Lärm, Licht und Schlacken: Fortschritte im Dossier ArcelorMittal Belval

Seit mehreren Jahren schon ist das ArcelorMittal-Werk Belval das Hauptthema des Interessenvereins aus dem Escher Stadtviertel Bruch. Dabei sind durchaus Fortschritte erzielt worden. Der Stahlgigant ist auf einige Forderungen der Anwohner eingegangen, genau wie die Stadt Esch.  

Am vergangenen Wochenende zog der Interessenverein seine Jahresbilanz

Am vergangenen Wochenende zog der Interessenverein seine Jahresbilanz Foto: Editpress/Fabrizio Pizzolante

Den aktuellen Stand im Dossier ArcelorMittal präsentierte der Interessenverein Bruch unlängst auf seiner Generalversammlung. Dabei konnte er durchaus Fortschritte melden, hat das Belvaler Stahlwerk doch auf die vielen Kritiken der Bürger reagiert und einige Maßnahmen umgesetzt oder zumindest eingeleitet. Dabei ging es in erster Linie um Ruhestörung, Lichtverschmutzung und Schlackenstaub

Zweimal kamen Vertreter des Interessenvereins, von ArcelorMittal und der Stadt Esch, in den letzten zwölf Monaten zusammen. Dabei gelobten die Vertreter des Stahlproduzenten Besserung. Zum Beispiel in Sachen Lärm.

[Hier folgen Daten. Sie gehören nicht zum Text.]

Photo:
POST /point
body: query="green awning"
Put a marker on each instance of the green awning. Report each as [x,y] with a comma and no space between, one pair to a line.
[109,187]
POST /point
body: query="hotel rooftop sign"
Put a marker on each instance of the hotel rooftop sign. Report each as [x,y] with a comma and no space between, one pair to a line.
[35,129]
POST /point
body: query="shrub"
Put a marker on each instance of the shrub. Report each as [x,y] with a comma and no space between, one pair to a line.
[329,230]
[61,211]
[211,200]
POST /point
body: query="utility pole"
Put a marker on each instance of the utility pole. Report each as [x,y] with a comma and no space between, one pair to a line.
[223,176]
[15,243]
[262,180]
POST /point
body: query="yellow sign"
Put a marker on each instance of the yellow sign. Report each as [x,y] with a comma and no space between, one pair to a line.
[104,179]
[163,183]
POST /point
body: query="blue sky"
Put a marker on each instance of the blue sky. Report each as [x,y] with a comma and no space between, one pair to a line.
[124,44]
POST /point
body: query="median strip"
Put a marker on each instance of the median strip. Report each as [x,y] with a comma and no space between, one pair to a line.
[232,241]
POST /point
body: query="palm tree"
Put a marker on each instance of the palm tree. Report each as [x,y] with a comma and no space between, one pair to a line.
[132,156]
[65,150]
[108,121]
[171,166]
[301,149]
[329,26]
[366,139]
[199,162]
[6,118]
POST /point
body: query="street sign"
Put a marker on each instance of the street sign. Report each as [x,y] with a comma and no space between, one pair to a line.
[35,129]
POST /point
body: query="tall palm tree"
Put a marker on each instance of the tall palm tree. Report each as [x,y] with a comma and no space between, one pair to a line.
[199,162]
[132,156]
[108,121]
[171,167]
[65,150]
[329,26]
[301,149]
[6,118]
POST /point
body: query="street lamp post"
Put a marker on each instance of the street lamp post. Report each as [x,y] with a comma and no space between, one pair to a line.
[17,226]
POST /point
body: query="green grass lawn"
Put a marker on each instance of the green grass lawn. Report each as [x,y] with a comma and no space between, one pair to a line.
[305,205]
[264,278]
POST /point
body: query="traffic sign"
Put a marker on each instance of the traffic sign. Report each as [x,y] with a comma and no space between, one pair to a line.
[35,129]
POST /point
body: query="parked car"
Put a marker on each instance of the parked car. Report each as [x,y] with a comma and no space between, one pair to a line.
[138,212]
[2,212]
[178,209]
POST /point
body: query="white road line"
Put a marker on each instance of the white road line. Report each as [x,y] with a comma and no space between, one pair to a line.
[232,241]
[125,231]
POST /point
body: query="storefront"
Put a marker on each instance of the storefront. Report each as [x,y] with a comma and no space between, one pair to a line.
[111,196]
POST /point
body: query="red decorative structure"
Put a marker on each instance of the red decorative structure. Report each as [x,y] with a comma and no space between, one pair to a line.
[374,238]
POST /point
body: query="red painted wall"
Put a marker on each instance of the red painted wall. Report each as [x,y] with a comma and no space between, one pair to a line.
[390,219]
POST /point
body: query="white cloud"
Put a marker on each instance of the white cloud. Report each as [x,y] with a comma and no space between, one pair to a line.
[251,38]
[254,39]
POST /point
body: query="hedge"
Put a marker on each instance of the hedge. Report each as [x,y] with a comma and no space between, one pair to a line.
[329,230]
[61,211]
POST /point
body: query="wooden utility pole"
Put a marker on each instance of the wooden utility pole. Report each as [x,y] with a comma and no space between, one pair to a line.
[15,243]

Kleinere Maßnahmen hätten bereits Wirkung erzielt, hieß es auf der Generalversammlung, zudem hätte der Konzern versprochen, bis zum Sommer 2025 einen „Plan d’action bruit“ vorzulegen. Außerdem will das Werk im Bruch-Viertel eigene Messstationen einrichten, um den Impakt der plötzlichen Lärmspitzen zu kontrollieren. 

Die Lichtverschmutzung wurde ebenfalls in den letzten zwölf Monaten reduziert, indem Pylonen und Spots neu ausgerichtet wurden. Diese Maßnahmen sollen von ArcelorMittal weitergeführt werden, genau wie der Umstieg auf LED-Beleuchtung. Auch das Problem des Schlackenstaubs, der regelmäßig Häuser und Autos von Anwohnern respektive TICE-Mitarbeitern verschmutzt, soll mit dem Bau einer Halle auf dem Weg zu einer endgültigen Lösung sein.  

Zufrieden zeigte man sich beim Interessenverein auch über die Reaktivität der Stadt Esch, die bei der Generalversammlung immerhin durch Bürgermeister Christian Weis (CSV) sowie den Schöffen Meris Sehovic („déi gréng“) und Bruno Cavaleiro (CSV) vertreten war. Immerhin seien von 2022 bis 2025 von 35 Verbesserungsvorschlägen des Interessenvereins 15 umgesetzt worden. Weitere 15 würden momentan von der Gemeinde bearbeitet werden. Sorgen bereiten dem Interessenverein momentan die Bürgersteige in der rue du Laminoir und dem Boulevard Pierre Krier, das Auto-Abladen der Merbag-Garage in der Beleser Straße, die Multisport-Anlage an der Marie-Muller-Tesch-Straße, die Kreuzung rue du Clair-Chène/rue Sidney Thomas sowie die Bushaltestelle am Boulevard Charles de Gaulle. (P.M.)